It has been a while since I have written or spoken about a2 Milk. I know that a lot of people either own the stock or at least have an interest in it. a2 for those that do not know, trades on the NZX under the ticker code ATM and on the ASX under the code A2M. They have a market cap of somewhere in the region of $10 to $11 billion NZ, they are one of the most significant companies on the NZX. They have recently released their annual report for the 2019 financial year. Now there are a lot of people that will know a lot more about a2 than what I do so I will not dive too deep into the qualitative aspects but I will just highlight some things that stuck out for me from the report and presentations.
Obviously there are the things that the company has pointed out on the first page as highlights, 6.4% infant nutrition value share in China and leading brand in Australia, infant nutrition value share sounds like a bit of a mouthful to me, maybe a company invented metric? Number one premium milk brand in Australia with an 11.2% market share. I guess the question is how large can the market share get? In this sort of business, you are taking market share from someone else, so one would expect it to get harder as the percentages get higher, although I do acknowledge that the market for infant formula is growing and there might just be enough to go around. They also had a 64% increase in the number of stores in China to a total of 16,000 stores. Revenue in the US revenue increased 161% with 13,000 stores, so those are big numbers.
The chairman and CEO letter was a bit boring, same old stuff that you normally see. In fact, let’s just skip the letters and the qualitative stuff and get right to the nitty-gritty of the financial statements. Revenue came in at $1.3 billion, a substantial 41% increase on the $900 odd million the year before. Gross margins were 54.7% compared to 50.3% in 2018. So nice to see an expansion of gross margins, so not only are they selling more, as in they are growing, but it is more profitable growth, which is obviously exactly what you want to see. It will be interesting to see if this trend can continue. This combination of revenue and margin expansion is rarer than you might think!!
This margin expansion flowed down to operating profit, with a 31.5% operating margin, compared to 30.5% the year before, you have operating profits of $411 million for a market capitalisation of around $10.5 billion. So an earnings yield of around 4%. Which is not too bad considering how much of a darling and a following the stock has been and considering that your expectations would be that the operating profit will grow from here. It just shows how undervalued the stock was a few years ago.
Moving to the balance sheet. There are no current issues there. They have $464 million in the bank in cash, no debt. $675 million in current assets and only $205 million in current liabilities. They also own 17 odd per cent of Synlait Milk, interesting that they carry this on the balance sheet as a non-current asset, which suggests that they consider it a long term investment.

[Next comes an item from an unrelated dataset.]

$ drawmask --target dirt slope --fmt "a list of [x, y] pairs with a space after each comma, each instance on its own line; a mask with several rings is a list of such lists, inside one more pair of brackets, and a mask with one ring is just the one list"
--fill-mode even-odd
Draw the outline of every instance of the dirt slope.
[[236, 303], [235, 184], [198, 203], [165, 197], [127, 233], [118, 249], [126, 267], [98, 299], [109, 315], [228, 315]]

During the year they generated $289 million in cash, which wasn’t a massive increase from the prior year. The thing I love about a2 is that there is virtually no capital expenditure. So that net cash from operating activities is virtually just free cash flow. So they are able to grow just through marketing and advertising as opposed to more capital investments. It is quite impressive. It is almost how you would expect the cash flow statement from a successful software company to look. It is quite impressive. Looking cash flow, I wouldn’t be surprised if they started paying a dividend or buying back shares at some point. That is if they cannot find anything better to do with the money.
So they are a great company doing some great things. It truly is quite impressive. So why did the stock fall after earnings? I think it was down 12% or so after the update. And this can be quite confusing for both old and new investors. If a company puts out such a wonderful update why would the stock fall? It is often a head-scratcher. Now, this happens for reasons related to valuation. Other market participants had placed a higher valuation on a2 prior to the earnings with the expectations of better earnings. So the market was expecting more. I think when you consider a2s historical performance this is not unsurprising. I believe that a lot of people have invested in the company are invested because of its historical performance, both in terms of its business performance and the share price appreciation. That would be my warning to anyone buying the company, due to the law of large numbers, on a percentage basis a2 will not be able to deliver the per share appreciation that it has in the past. If they do they will be one of the largest companies in the world by market cap. As I say all the time it is a lot easier, I should clarify, I do not mean easy, it is easier to go from a market cap of $1 billion to $10 billion than from $10 billion to a $100 billion.
So what of the valuation? I think it is about right at the moment, they are priced with a cash flow yield of about what you can get in the bank. The difference compared to the bank is that you would have to expect that cash flow to grow. I do not think that you would consider the stock cheap. But it is not ridiculously expensive either. For me, it will be interesting to see what they start doing with their cash flow. I do not think they need more cash than what they currently have on the balance sheet, so that will be the one to watch for me.